Wenn ich abschließend versuche, aus dem Gesagten eine Quintessenz herauszufiltern, dann lautet sie ungefähr so: Jeder weiß um die Existenz der Gegensätze. Unsere Sprache stellt sie einander gerne wie auf einer Waage gegenüber. Erkenntnis aber versteht, dass Gegensatzpaare eine Einheit bilden, deren eines nicht ohne das andere existieren kann. Es ist wie bei einem Stabmagneten: An einem Ende ist der Plus-Pol, am anderen der Minus-Pol. Würde man den Stab auseinandersägen, ließen sich die Pole dadurch keinesfalls trennen, sodass eine Hälfte nur Plus, die andere Minus ausweist. Beide Teile ergäben aufs Neue einen vollständigen Magneten mit einem kontroversen Pol an jedem Ende. Ich kann eine invalide Situation nicht reparieren, indem ich mir sehr heftig die gleiche Situation in einem validen Zustand, also mit der Vision einer stattgefundenen Reparatur vorgaukle. An diesem Mangel leidet ja die Schule vom Positiven Denken. Hier wird auf Empfehlung ausschließlich in Gegensätzen gedacht. Man hat das Leidvolle vor Augen, aber der Geist entschwebt in den erdachten Kontrast des Beglückenden. Dieses Denkmodell gleicht dem Zersägen eines Magneten. Der Konflikt zwischen einer Ist-Situation und einem Soll-Zustand verschwindet nicht, wenn ich wegschaue. Im Sinne von Laotses Spruch kann der Konflikt erst gar nicht aufkommen, wenn ich bei der wirklichen Situation verweile. Denn in ihr ist bereits zwingend die Auflösung eines darin vorhandenen Problems eingeschlossen, es besteht keine Notwendigkeit, sich mit dem Gegenpol der Krise zu beschäftigen. Hoch und Tief verkehren einander.
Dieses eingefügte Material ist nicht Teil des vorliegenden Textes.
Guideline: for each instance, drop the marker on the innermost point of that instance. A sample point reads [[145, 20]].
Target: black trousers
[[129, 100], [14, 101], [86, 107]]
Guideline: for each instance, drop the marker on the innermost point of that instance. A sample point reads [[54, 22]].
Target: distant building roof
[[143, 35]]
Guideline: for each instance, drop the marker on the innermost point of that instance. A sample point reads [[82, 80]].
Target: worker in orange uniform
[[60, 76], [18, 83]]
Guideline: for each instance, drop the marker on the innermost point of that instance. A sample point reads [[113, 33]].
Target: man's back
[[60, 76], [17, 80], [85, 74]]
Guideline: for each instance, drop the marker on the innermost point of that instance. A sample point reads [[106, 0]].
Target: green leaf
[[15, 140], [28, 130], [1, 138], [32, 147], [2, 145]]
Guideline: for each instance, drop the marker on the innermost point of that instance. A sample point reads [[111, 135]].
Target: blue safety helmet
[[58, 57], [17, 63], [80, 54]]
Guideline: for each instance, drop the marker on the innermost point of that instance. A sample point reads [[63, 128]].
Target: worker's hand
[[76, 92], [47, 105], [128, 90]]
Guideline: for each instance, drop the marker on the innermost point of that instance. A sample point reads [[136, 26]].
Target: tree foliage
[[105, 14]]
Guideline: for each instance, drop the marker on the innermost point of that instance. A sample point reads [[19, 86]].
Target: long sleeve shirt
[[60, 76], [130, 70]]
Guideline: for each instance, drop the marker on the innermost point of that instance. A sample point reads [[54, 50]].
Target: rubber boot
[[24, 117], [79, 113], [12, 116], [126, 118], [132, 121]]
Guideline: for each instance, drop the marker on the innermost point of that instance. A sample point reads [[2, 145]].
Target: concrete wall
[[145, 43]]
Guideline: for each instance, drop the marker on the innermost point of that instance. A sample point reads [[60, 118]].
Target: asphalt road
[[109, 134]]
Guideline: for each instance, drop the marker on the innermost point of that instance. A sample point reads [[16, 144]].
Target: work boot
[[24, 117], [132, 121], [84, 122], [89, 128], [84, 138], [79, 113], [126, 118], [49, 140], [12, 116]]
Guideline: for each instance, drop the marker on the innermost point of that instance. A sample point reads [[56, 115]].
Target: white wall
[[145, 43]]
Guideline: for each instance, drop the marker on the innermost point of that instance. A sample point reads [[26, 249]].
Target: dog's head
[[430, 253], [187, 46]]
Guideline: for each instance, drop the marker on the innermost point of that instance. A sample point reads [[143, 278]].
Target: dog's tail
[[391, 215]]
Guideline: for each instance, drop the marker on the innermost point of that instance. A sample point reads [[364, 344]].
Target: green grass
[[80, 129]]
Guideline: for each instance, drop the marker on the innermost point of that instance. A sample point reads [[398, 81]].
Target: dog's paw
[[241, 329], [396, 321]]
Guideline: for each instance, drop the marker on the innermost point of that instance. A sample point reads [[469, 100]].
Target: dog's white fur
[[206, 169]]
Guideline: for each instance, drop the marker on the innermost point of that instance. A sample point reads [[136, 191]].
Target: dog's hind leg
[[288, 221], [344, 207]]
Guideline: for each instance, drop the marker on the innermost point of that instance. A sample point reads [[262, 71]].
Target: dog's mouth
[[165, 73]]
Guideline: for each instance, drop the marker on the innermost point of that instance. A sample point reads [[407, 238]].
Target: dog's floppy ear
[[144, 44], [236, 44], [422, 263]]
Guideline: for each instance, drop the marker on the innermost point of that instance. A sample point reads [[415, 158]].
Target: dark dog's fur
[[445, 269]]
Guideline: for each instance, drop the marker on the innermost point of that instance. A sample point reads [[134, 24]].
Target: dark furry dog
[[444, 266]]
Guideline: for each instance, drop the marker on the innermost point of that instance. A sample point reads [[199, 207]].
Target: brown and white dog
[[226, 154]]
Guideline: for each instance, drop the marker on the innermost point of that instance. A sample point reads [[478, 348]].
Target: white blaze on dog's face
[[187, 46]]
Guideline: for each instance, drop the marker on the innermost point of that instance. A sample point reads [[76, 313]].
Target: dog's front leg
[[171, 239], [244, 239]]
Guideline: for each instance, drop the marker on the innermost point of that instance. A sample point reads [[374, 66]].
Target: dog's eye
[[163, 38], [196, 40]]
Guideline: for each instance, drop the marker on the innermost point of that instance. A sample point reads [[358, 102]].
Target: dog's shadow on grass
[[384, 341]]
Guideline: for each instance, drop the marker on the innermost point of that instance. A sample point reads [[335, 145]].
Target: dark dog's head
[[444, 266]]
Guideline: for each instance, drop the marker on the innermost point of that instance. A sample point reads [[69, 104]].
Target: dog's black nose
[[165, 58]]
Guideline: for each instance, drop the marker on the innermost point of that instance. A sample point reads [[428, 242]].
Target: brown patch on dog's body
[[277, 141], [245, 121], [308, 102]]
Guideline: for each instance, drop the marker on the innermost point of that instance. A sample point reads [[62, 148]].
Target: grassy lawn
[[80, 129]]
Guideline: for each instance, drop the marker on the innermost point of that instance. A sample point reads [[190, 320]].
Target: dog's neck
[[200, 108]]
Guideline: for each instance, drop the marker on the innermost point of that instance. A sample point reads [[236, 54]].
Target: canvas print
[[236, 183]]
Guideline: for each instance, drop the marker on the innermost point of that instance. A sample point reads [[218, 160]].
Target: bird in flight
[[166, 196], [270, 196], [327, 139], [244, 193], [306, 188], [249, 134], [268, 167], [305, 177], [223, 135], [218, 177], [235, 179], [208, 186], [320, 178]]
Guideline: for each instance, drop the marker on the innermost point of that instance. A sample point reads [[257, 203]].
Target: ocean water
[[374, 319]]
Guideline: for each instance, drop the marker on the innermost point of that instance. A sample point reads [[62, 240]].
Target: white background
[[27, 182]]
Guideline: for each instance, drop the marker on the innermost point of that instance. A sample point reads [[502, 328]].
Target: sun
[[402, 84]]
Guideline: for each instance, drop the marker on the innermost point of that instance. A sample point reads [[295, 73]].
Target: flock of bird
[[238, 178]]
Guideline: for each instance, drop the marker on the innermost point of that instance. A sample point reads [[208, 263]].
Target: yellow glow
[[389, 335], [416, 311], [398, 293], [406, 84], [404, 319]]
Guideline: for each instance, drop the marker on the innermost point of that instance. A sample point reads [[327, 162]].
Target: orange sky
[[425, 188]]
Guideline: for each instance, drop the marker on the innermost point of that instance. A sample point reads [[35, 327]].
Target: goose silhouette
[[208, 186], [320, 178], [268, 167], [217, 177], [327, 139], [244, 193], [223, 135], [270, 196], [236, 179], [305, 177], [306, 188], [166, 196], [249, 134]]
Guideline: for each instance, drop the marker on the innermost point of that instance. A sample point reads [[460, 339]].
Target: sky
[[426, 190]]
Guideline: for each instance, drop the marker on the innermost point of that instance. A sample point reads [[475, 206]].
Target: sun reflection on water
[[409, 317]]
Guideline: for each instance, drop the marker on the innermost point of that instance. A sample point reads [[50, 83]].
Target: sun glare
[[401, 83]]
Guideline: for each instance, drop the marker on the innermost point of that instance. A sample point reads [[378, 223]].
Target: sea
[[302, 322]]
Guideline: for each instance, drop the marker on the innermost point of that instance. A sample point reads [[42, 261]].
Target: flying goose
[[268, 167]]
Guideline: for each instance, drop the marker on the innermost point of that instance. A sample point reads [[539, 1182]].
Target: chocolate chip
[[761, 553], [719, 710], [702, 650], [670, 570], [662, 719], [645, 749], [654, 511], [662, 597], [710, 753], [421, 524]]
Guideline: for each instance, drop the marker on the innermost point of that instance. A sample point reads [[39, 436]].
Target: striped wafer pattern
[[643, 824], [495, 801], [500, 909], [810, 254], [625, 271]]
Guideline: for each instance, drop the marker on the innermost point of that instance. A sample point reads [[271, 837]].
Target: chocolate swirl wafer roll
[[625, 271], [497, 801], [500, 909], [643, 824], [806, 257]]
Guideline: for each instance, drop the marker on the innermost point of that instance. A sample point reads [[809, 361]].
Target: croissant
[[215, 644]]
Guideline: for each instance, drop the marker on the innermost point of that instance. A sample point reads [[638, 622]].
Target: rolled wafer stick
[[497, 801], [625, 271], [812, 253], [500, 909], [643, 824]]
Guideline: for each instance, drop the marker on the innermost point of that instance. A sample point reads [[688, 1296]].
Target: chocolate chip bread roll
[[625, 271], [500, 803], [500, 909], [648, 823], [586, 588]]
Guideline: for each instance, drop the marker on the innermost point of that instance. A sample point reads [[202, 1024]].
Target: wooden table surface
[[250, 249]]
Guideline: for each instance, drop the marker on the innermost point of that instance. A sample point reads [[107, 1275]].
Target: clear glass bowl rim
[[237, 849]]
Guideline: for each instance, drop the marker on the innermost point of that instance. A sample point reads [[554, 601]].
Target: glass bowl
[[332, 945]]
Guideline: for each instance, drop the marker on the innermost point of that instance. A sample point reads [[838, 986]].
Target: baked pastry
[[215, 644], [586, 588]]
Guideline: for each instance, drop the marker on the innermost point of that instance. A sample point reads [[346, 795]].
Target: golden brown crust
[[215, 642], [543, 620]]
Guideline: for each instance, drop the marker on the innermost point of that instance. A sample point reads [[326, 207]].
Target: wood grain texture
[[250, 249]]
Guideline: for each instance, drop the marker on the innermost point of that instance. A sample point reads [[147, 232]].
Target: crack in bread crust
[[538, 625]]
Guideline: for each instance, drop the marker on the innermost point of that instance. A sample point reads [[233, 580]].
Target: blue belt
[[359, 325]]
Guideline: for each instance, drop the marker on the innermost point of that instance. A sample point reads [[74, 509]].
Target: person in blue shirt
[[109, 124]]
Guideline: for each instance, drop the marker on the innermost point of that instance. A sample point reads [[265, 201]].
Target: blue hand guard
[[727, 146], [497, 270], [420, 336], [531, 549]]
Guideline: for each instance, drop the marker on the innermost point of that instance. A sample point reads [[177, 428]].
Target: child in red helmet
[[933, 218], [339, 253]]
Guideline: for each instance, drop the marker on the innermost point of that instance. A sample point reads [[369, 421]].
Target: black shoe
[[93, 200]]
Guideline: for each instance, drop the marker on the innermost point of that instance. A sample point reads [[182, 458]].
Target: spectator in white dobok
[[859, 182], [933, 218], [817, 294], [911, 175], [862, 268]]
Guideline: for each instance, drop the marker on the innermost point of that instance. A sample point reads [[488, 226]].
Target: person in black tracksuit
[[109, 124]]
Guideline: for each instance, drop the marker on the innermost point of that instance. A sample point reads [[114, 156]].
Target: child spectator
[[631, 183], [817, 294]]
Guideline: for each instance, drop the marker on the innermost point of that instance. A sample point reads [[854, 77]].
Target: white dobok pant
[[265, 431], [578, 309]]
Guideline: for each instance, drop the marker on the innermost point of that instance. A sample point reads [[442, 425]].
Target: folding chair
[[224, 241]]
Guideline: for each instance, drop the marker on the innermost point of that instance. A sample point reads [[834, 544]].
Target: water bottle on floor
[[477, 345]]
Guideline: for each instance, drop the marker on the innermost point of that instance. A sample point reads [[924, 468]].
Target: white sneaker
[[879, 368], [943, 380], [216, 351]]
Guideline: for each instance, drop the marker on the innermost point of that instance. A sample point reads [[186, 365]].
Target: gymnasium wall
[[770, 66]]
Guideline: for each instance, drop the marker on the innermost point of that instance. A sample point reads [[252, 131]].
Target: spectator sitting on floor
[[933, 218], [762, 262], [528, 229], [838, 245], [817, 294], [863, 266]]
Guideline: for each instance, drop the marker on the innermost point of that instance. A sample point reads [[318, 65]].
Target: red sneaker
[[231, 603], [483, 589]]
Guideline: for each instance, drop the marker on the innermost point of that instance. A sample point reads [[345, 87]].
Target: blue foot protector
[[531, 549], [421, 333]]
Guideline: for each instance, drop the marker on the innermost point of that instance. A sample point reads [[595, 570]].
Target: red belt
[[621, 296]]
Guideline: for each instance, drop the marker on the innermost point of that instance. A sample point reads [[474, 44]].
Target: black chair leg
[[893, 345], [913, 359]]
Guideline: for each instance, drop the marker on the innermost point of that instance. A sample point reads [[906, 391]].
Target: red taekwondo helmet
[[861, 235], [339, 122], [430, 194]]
Diese Einsicht ist fähig, bei allem Tun die Dinge als Ganzes zu erfassen. Der Mensch des Tao entwickelt ein Gefühl für die grenzenlose Zusammengehörigkeit und die wechselseitigen Beziehungen von Yin und Yang. Ein Geist, der aufgehört hat, in Kontrasten zu denken, erzeugt damit ohne weiteres Zutun die Basis, von der aus das Tao durch ihn wirken kann.